Punk Globe: Buko,Is one of your main sponsors Red Bull?
Buko: I wish my sponsor was Jameson. My usual is Jameson and soda, club soda that is . . . I've gotten in some trouble when I drank Jamo and Red Bull. Good times but you won't remember and people tell you what you did the next few weeks after.
Punk Globe: Nick do you switch her to decaf prior to playing?
Nickei: I don’t do anything to her, she’s like that all the time! She. . .
Buko: Hey, I don't even drink coffee or any caffeine products. I'm all natural these days!
Punk Globe: Please tell us about your latest CD “Two Days, Two swords…Walk Alone At Midnight”.
Buko: Uh, it's our debut album, actually the only album I've ever made in my twenty-two years of playing. “Two Days, Two Swords . . . Walk Alone at Midnight” was recorded in two eight-hour sessions (April 11 and 12, 2008). In March 2008, we learned
that their landlord was finally selling the building.
Nickei: Yeah, some rich hipster drove up in a convertible with his dad. The dad said, “Do you like it?” The next thing we knew it was a medical marijuana shop.
(Rolling their eyes…gasping, making howling noises)
Buko: Yup, so Nickei decided it was important to record and put out one last album before the end of the The Sweatshop. Our wonderful and amazing friend, Scott Taylor, recorded and produced the album. Scott is a well-known L.A. producer & musician from dream pop bands Velouria and The Black Watch. We got Mark Chalecki of Little Red Book Mastering to master the album. He’s done everybody! Worked at Capitol for years.
Nickei: It’s kind of like an document of what we were at that point as a band, although we were adding vocals to the songs even then, Buko wasn't really singing live yet so we opted for an instrumental CD that kind of captured what we were way back then. Way back a year ago!
Punk Globe: Have you already started on your next CD?
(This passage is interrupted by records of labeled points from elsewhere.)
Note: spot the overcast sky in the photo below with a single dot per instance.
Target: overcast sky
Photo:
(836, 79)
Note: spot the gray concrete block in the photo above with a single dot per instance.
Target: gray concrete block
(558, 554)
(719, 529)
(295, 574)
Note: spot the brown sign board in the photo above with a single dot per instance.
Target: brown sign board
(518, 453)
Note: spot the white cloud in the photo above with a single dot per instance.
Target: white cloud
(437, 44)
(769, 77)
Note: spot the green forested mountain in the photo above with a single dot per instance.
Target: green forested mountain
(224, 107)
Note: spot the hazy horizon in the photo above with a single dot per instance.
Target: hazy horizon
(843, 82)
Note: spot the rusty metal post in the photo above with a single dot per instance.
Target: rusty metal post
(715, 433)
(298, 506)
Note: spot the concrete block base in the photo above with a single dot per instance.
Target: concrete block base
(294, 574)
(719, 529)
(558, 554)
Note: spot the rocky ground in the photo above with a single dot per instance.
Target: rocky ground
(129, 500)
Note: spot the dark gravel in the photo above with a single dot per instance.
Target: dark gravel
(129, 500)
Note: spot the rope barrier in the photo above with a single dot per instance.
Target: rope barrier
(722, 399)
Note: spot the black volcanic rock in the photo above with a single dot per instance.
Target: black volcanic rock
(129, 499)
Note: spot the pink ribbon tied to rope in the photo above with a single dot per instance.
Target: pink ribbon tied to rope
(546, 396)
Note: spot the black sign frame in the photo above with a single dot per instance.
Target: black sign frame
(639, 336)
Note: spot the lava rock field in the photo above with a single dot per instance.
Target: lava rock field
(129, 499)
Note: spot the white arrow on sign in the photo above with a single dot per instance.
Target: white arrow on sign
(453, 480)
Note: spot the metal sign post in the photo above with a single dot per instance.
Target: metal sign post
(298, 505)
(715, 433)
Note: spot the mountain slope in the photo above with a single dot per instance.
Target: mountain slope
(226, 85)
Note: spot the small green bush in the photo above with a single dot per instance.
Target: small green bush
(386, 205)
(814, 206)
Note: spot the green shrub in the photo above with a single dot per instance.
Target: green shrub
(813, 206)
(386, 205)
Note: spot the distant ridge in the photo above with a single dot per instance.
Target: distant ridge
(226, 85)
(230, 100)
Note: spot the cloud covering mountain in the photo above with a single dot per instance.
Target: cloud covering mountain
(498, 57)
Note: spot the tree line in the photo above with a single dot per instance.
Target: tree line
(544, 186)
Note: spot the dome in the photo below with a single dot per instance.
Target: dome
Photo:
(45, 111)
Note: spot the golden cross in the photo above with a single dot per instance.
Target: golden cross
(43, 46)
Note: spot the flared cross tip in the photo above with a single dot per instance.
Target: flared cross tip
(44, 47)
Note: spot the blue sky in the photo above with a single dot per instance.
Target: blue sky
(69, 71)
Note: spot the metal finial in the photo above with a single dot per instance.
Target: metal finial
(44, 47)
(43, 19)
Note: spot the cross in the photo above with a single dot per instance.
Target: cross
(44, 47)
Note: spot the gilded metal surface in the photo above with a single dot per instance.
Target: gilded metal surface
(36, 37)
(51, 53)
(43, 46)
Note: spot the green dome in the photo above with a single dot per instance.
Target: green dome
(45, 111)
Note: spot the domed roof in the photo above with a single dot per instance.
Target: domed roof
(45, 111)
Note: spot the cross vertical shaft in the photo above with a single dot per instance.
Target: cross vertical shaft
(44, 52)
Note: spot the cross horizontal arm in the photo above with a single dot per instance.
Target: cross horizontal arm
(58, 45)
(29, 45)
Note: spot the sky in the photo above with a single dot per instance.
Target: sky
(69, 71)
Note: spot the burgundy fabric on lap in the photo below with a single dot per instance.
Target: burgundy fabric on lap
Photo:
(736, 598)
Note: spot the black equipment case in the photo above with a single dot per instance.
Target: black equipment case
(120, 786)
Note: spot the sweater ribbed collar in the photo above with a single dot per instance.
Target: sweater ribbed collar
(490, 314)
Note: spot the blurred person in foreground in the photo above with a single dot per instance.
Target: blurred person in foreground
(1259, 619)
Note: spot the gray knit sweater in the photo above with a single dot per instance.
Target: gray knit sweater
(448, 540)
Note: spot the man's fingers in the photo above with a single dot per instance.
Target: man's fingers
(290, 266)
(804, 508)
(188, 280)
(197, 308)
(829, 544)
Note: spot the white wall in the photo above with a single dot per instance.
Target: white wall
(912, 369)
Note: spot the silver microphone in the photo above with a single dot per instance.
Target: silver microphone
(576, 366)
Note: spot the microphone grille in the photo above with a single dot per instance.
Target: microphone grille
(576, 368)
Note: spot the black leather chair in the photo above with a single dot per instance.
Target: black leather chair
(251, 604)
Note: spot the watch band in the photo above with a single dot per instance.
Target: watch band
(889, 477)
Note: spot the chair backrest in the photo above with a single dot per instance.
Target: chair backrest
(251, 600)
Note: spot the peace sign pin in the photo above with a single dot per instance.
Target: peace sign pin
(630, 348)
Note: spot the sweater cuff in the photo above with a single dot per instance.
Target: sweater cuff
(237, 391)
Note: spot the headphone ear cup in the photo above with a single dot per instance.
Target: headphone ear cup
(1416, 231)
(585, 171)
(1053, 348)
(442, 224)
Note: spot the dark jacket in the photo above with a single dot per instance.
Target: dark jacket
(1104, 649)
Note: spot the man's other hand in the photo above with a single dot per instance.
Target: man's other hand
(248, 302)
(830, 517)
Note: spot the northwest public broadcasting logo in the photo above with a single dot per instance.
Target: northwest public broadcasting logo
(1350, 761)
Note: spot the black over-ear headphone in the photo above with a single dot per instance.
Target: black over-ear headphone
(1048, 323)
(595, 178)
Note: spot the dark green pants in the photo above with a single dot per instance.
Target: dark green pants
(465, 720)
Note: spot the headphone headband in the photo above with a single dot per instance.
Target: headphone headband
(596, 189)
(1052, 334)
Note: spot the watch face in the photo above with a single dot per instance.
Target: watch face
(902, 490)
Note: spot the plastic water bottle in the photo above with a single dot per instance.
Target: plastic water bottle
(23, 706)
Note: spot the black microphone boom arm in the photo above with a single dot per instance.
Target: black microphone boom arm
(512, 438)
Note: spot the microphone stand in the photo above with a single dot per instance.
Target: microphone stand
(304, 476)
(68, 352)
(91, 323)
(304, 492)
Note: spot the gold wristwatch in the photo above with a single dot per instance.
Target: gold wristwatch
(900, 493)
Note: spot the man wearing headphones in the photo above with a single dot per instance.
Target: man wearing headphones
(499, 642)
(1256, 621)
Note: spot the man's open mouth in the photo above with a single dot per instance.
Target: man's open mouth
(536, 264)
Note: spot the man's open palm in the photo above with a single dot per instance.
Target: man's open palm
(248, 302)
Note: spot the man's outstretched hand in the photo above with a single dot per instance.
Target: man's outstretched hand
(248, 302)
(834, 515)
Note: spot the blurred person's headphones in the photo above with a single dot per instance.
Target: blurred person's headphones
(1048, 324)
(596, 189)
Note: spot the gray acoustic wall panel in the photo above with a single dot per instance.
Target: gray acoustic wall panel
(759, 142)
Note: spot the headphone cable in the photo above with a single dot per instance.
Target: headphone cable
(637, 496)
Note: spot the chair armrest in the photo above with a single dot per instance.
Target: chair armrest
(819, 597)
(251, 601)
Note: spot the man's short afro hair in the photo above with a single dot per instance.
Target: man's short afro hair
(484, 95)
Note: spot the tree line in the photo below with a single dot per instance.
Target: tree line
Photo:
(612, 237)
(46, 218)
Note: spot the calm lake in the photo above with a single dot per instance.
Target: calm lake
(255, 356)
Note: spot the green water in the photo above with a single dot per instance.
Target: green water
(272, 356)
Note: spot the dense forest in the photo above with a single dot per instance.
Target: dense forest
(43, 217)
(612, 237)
Buko: Yup. We have six new songs and a 100 ideas. three songs from the first album we will re-record, this time with vocals. The album will be called, "Eeka Eeka Boom Boom! "

Nickei: She’s pretty much right there, except for there’s probably 1000 new ideas, we just forget about 900 of ‘em. The thing is already writing itself,
I swear, sometimes we just sort of show up and it just happens.
Punk Globe: How will that differ from your latest?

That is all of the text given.